I feel this story deep in my bones. This story and others like it challenge me, plague me, make my life messy. For I’m a rule-follower and a boundaries-lover. I like clarity and absolutes with crisp edges on my ethical standards. I like to understand and follow the spirit of the law, and here, God’s sabbath law is partly about honoring God and also partly about God wanting us to care for and love ourselves, to ensure we get the rest we need so that we can care for and love our neighbor. The law Jesus breaks is not arbitrary. It is law meant to provide a boundary that leads to health and wholeness, not only for the ones who observe it but for all creation. Jesus, too, needs rest in order to do his ministry. To follow this law means no work, for Jesus no healings and no miracles, for us no work phone calls, no work text messages, no work emails on the sabbath. It means no stopping by for a quick second to do this one little thing. That’s how I love my boundaries: clear and absolute with crisp edges.

But, but, in this story, Jesus reveals something that makes me very uncomfortable, that life is messy, not clear and absolute. And this story is not just about the sabbath.
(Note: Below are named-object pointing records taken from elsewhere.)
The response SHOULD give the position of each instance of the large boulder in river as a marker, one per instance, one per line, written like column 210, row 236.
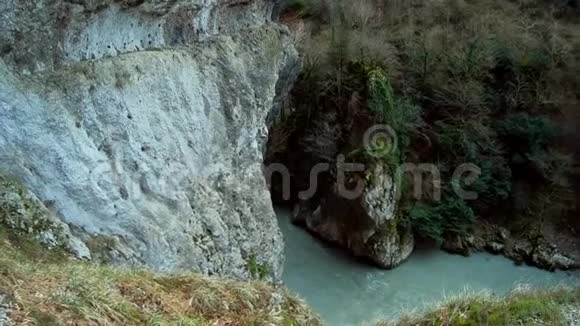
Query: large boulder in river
column 141, row 125
column 368, row 225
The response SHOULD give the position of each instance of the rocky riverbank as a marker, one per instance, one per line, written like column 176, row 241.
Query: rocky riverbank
column 547, row 251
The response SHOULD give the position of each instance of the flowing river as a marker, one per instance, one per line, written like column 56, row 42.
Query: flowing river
column 346, row 292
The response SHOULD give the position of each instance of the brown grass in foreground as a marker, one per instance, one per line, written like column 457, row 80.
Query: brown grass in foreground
column 47, row 288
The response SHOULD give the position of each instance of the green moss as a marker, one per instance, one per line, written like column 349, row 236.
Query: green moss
column 26, row 216
column 520, row 308
column 258, row 271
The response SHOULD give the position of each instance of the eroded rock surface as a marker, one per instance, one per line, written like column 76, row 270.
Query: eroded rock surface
column 368, row 225
column 141, row 124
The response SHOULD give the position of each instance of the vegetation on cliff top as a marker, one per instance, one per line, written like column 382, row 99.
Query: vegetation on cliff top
column 47, row 287
column 489, row 82
column 556, row 307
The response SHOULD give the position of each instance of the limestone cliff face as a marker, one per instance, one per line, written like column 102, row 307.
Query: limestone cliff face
column 141, row 124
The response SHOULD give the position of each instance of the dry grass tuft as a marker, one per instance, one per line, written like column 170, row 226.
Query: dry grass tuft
column 59, row 290
column 522, row 307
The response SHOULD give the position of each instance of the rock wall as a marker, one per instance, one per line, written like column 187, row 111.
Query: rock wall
column 141, row 124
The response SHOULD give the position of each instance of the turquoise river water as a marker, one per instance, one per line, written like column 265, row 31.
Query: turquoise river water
column 346, row 292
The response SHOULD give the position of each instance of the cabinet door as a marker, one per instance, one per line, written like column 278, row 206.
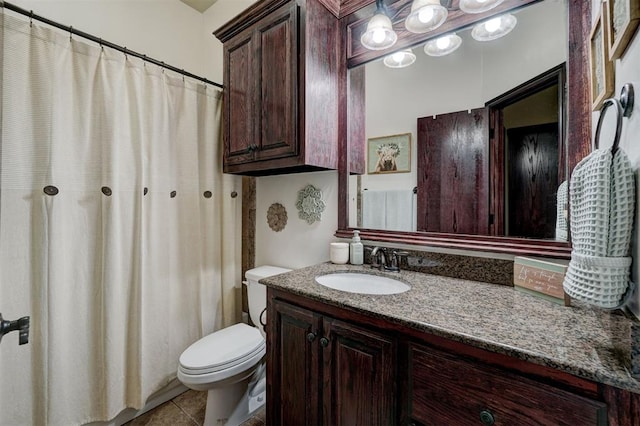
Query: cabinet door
column 445, row 389
column 277, row 37
column 240, row 89
column 293, row 366
column 358, row 376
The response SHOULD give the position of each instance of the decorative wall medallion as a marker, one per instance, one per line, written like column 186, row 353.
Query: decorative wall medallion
column 277, row 217
column 310, row 205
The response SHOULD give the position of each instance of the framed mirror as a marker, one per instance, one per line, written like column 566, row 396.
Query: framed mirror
column 559, row 29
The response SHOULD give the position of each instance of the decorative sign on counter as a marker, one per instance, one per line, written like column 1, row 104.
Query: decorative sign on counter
column 540, row 278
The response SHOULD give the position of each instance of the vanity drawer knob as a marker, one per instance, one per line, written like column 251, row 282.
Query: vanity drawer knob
column 487, row 418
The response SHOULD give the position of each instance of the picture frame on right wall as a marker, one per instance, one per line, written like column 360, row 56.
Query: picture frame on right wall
column 622, row 23
column 602, row 70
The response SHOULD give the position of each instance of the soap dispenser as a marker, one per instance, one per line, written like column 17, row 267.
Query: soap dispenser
column 356, row 249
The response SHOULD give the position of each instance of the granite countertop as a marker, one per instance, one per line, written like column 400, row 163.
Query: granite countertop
column 584, row 341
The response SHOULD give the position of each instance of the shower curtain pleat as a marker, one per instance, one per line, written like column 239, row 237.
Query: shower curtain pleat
column 129, row 263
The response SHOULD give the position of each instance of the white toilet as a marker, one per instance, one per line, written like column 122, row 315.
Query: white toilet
column 228, row 363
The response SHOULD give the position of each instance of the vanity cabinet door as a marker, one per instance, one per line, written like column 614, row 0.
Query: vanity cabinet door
column 447, row 389
column 293, row 365
column 359, row 375
column 323, row 371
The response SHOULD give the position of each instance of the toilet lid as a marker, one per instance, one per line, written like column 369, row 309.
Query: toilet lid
column 222, row 349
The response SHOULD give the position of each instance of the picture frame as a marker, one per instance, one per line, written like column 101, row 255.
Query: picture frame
column 602, row 77
column 389, row 154
column 622, row 23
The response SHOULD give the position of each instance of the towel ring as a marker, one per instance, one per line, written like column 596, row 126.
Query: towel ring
column 616, row 139
column 624, row 107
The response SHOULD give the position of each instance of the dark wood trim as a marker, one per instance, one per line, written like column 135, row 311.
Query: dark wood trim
column 579, row 114
column 246, row 19
column 506, row 245
column 248, row 232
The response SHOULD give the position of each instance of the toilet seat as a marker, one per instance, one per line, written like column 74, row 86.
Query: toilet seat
column 222, row 355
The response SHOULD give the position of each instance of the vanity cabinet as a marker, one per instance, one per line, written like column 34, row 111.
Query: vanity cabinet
column 282, row 77
column 447, row 389
column 322, row 370
column 332, row 365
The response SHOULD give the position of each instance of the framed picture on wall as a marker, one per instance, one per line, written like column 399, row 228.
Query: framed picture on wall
column 602, row 78
column 622, row 23
column 389, row 154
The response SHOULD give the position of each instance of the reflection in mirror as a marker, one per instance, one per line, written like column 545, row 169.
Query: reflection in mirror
column 465, row 80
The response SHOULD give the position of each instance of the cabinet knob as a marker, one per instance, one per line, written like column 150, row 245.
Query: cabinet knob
column 487, row 418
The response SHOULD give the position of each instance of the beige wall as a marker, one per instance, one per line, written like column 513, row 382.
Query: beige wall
column 627, row 70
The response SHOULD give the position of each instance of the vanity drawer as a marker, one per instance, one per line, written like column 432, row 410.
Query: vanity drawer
column 445, row 389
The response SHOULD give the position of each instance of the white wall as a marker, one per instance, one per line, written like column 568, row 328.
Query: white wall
column 166, row 30
column 298, row 244
column 627, row 70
It’s about God’s law—and even civic law—and how we assess its relevance in the face of human need and especially human suffering.

At this point in my sermon writing process, I got stuck.  Because, while the law is clear, grace is messy.  Not Grace the church but grace the theological concept of undeserved favor.  I guess Grace Lutheran Church is also messy.  Grace cannot be codified in law or fit into a policy.  Grace resides in a gray area.  Not all decisions, not all circumstances, not all ethical questions are messy, unclear, or gray; indeed, the law of God is right and good.  Remember the sabbath day, and keep it holy.  But when faced with human need and especially human suffering, sometimes, what is truly right and good alters.   

Several years ago, someone in our community called to let me know they were in the hospital.  As I usually do, I got in my car and drove to the hospital to see them.  People told me that this person wasn’t really sick, that they just wanted attention, that they had problems but that illness wasn’t one of them.  I went anyway.  When I arrived at the hospital, the person in question was laying in the hospital bed hooked up to IVs and looking very much like every other person I had ever visited in the hospital.  During the course of our conversation, they described to me the various struggles they were having, struggles having nothing to do with their health.  Finally, in lowered voice, they revealed to me that the reason for which they were admitted to the hospital wasn’t true.  They were perfectly healthy.  I felt duped.  I felt stupid.  I felt betrayed.  This person called on me and on numerous medical professions in the hour of their supposed physical distress, but they were, actually, fine.  “I can’t believe I went to the hospital,” I said to a friend.  “I feel so stupid.  People told me this person was fine, but I went anyway.”  My wise friend responded, “They’re not fine.  Someone who would feign illness in order to get help is in distress.  And now, they know you care about them.  If you have to choose between being right and being loving, don’t you choose loving?”

Yes, I choose loving.  But it’s not that easy all the time. 

Fortunately for us, in today’s story, Jesus does not end the story commanding his disciples, the leader of the synagogue, or the crowd gathered in the synagogue to “go and do likewise” in showing grace or making that choice between being right and being loving.  Instead, Jesus simply breaks the sabbath to show grace.  Instead, he points out one situation where the leader of the synagogue himself does the same and calls him on his hypocrisy for, of course, we each of us break laws in order to show grace sometimes.  Instead, Jesus acknowledges that life is messy and teaches God is gracious, that God sees us in the particularity of our lives, sees the distress we are in even if no one else does.  And God cares for us enough to break even God’s own law.  That’s it.  Thanks be to God!  Amen.